With the grasp of the (implicit) concept “unit” man reaches the conceptual level of cognition, which consists of two interrelated fields: Conceptual and the Mathematical. The process of concept-formation is, in large part, a mathematical process.

Mathematics is the science of measurement. Before proceeding to the subject of concept-formation, let us first consider the subject of measurement.

Measurement is the identification of a relationship — a quantitative relationship established by means of a standard that serves as a unit. Entities (and their actions) are measured by their attributes (length, weight, velocity, etc.) and the standard of measurement is a concretely specified unit representing the appropriate attribute. Thus, one measures length in inches, feet and miles — weight in pounds — velocity by means of a given distance traversed in a given time, etc.
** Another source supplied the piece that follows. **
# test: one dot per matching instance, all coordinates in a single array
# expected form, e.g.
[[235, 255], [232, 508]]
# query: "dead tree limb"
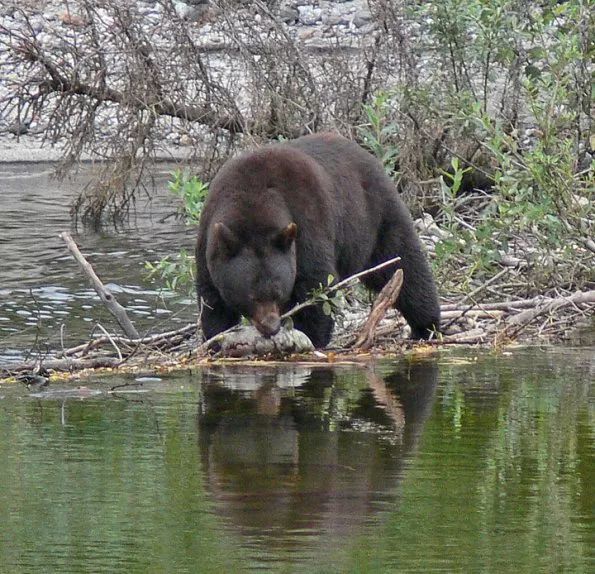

It is important to note that while the choice of a given standard is optional, the mathematical rules of using it are not. It makes no difference whether one measures length in terms of feet or meters; the standard provides only the form of notation, not the substance nor the result of the process of measuring. The facts established by measurement will be the same, regardless of the particular standard used; the standard can neither alter nor affect them. The requirements of a standard of measurement are: that it represent the appropriate attribute, that it be easily perceivable by man and that, once chosen, it remain immutable and absolute whenever used. (Please remember this; we will have reason to recall it.)

The purpose of measurement is to expand the range of man’s consciousness, of his knowledge, beyond the perceptual level: beyond the direct power of his senses and the immediate concretes of any given moment.
Now what is the purpose of measurement? Observe that measurement consists of relating an easily perceivable unit to larger or smaller quantities, then to infinitely larger or infinitely smaller quantities, which are not directly perceivable to man. (The word “infinitely” is used here as a mathematical, not a metaphysical, term.) The purpose of measurement is to expand the range of man’s consciousness, of his knowledge, beyond the perceptual level: beyond the direct power of his senses and the immediate concretes of any given moment. Man can perceive the length of one foot directly; he cannot perceive ten miles. By establishing the relationship of feet to miles, he can grasp and know any distance on earth; by establishing the relationship of miles to light-years, he can know the distances of galaxies.

The process of measurement is a process of integrating an unlimited scale of knowledge to man’s limited perceptual experience — a process of making the universe knowable by bringing it within the range of man’s consciousness, by establishing its relationship to man. It is not an accident that man’s earliest attempts at measurement (the evidence of which survives to this day) consisted of relating things to himself — as, for instance, taking the length of his foot as a standard of length, or adopting the decimal system, which is supposed to have its origin in man’s ten fingers as units of counting.

It is here that Protagoras’ old dictum may be given a new meaning, the opposite of the one he intended: “Man is the measure of all things.” Man is the measure, epistemologically — not metaphysically. In regard to human knowledge, man has to be the measure, since he has to bring all things into the realm of the humanly knowable. But, far from leading to subjectivism, the methods which he has to employ require the most rigorous mathematical precision, the most rigorous compliance with objective rules and facts — if the end product is to be knowledge.

This is true of mathematical principles and of the principles by which man forms his concepts. Man’s mathematical and conceptual abilities develop simultaneously. A child learns to count when he is learning his first words. And in order to proceed beyond the stage of counting his ten fingers, it is the conceptual level of his consciousness that man has to expand.